In announcing its second season "Loki" becomes a tentpole series for the Marvel side of the Disney behemoth, likely the first of many TV spinoffs in the vein of what the company plans for the "Star Wars" universe. That it mimics any number of established shows (giving off a "Doctor Who" vibe above all) isn't merely excusable, it's intentional.

And that's probably why this season ender solidly stuck the landing where the sign-offs for "WandaVision" and "The Falcon and the Winter Soldier" faltered. Those series knew what they wanted to accomplish at their respective outsets, but could not match that overall intent with endings that were previously determined for them. But it certainly seems as if "Loki" received the benefit of additional free will, unfettered by any philosophical or metaphorical subtext to tease. Maybe it had that; whatever that was, the jury's still out.

But the show nailed its job of fleshing out new characters, introducing Majors with a flourish that can only be described as Biblical. (I mean, the man was munching on an apple in the face of two Lokis with blades on him.) People who haven't seen "Lovecraft Country" have no reason to wonder why this man is up for best actor Emmy – he commands every second of the scenes he's in.

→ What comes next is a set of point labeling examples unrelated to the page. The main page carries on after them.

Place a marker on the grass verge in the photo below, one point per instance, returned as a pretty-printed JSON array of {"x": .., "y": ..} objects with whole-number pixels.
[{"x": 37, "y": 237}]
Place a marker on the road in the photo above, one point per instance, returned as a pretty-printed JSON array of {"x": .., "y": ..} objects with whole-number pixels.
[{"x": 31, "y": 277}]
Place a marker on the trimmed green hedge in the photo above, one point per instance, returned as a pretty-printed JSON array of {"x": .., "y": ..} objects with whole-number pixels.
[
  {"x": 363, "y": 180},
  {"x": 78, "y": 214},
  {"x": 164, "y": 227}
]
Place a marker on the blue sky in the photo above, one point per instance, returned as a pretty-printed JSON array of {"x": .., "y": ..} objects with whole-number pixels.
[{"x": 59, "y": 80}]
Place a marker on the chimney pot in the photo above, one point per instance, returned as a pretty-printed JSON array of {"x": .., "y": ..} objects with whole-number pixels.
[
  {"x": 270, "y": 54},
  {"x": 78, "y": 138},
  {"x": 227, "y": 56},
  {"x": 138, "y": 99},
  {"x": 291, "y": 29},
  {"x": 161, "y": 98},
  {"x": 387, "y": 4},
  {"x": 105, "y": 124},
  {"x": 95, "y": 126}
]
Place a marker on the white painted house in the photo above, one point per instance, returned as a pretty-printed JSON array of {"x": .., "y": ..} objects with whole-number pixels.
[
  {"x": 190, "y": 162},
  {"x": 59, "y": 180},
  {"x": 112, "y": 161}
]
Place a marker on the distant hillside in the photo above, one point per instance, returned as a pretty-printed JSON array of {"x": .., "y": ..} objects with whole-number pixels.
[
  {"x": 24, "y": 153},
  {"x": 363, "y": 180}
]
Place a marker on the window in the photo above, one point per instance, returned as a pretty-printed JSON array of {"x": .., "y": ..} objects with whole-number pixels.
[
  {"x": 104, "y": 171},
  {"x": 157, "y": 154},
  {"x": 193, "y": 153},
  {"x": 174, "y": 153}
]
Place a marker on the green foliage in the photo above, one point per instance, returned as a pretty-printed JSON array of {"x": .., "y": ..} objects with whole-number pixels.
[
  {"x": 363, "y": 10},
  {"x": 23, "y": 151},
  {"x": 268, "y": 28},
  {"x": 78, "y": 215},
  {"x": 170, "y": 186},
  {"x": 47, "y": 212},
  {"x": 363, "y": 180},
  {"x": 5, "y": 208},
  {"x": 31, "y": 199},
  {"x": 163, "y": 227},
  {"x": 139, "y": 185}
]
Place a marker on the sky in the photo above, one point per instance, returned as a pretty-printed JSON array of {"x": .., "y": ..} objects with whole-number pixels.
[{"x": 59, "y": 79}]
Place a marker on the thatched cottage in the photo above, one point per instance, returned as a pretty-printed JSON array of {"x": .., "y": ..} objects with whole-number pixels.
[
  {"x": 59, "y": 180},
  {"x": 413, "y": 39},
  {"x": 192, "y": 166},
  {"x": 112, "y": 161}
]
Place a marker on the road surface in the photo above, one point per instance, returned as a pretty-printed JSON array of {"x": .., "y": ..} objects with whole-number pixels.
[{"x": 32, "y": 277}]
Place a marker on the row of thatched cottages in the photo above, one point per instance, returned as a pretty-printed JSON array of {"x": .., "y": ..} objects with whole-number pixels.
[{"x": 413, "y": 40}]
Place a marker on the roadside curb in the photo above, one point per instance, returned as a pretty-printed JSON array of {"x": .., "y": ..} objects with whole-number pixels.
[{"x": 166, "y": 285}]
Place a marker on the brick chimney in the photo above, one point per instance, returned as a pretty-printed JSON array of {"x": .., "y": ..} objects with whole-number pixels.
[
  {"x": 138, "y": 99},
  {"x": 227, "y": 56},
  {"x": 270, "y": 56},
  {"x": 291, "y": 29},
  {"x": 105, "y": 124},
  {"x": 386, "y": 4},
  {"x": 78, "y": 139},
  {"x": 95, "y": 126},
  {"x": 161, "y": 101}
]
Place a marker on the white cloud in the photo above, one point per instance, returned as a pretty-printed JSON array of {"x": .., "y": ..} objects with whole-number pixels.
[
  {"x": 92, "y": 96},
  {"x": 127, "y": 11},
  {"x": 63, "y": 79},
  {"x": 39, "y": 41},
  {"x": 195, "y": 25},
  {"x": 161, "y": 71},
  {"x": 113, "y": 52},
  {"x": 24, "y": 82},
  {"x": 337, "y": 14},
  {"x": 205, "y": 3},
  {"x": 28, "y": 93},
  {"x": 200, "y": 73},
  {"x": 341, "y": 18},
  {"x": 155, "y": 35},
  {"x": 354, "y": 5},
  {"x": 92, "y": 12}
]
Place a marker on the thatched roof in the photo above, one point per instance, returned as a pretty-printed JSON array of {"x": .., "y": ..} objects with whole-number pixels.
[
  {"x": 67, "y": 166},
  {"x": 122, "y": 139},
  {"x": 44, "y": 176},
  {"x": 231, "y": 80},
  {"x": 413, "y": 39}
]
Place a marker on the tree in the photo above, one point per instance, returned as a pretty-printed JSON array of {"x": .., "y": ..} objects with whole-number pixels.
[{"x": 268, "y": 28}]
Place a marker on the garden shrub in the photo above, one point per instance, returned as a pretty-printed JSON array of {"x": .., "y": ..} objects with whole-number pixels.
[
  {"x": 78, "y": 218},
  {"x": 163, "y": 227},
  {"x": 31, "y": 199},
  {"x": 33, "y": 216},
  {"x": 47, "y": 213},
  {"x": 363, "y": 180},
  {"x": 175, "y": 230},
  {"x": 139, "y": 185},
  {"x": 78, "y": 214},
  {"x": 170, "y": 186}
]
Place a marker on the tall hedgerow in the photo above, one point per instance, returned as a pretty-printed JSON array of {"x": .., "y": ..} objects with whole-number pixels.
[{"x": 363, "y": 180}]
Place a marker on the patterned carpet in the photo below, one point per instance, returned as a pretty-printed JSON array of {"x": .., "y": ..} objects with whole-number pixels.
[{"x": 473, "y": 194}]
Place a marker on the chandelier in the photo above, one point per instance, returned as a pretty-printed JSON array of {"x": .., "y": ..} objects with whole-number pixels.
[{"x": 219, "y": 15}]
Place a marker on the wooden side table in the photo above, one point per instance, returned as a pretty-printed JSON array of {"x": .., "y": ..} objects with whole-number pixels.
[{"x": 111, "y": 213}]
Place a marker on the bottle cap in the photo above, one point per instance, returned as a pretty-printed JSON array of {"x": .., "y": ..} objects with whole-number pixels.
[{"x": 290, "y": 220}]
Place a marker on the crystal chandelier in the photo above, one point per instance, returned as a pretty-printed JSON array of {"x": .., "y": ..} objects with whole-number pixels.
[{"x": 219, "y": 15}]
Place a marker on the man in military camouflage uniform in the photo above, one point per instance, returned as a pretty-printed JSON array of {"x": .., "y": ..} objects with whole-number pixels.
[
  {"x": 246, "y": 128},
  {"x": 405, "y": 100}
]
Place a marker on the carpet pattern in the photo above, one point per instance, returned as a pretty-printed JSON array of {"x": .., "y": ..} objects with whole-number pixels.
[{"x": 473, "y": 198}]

Establishing the backstory of the Man with a Thousand names, and this particular variant's role in harnessing order from chaos, takes up most of the finale. For all of his monologuing though, Majors never ceases to be riveting, mainly due to his portrayal of a man who has lived for too many lifetimes, ping-ponging back and forth between craziness and sanity for millennia. To believably wrangle that level of instability into a performance you can't look away from takes a type of skill few actors have.

And Majors keeps us guessing as to his moral alignment until the second He Who Remains slumps over lifeless, leaving the typically resolute Sylvie in a state that looks a lot like doubt.

Plenty of TV shows have spun multiple seasons out of power vacuums left by absent or derelict gods; "Supernatural," "Lucifer" and "Lost" come to mind most easily. That "Loki" writes itself into this field speaks to its knowledge of the audience – we don't mind shows that replicate the premises of others as long as they do it well. "Loki" fulfills that aim while promising that Loki himself won't be held to one realm or another. Hiddleston's trickster is nimble enough to occupy multiple corners of the entertainment universe, the face of a larger behemoth making a play to take over both worlds.

Is that a good thing? Who can say . . . but we have a few movies and at least another season to figure that out.  

All episodes of "Loki" are streaming on Disney +.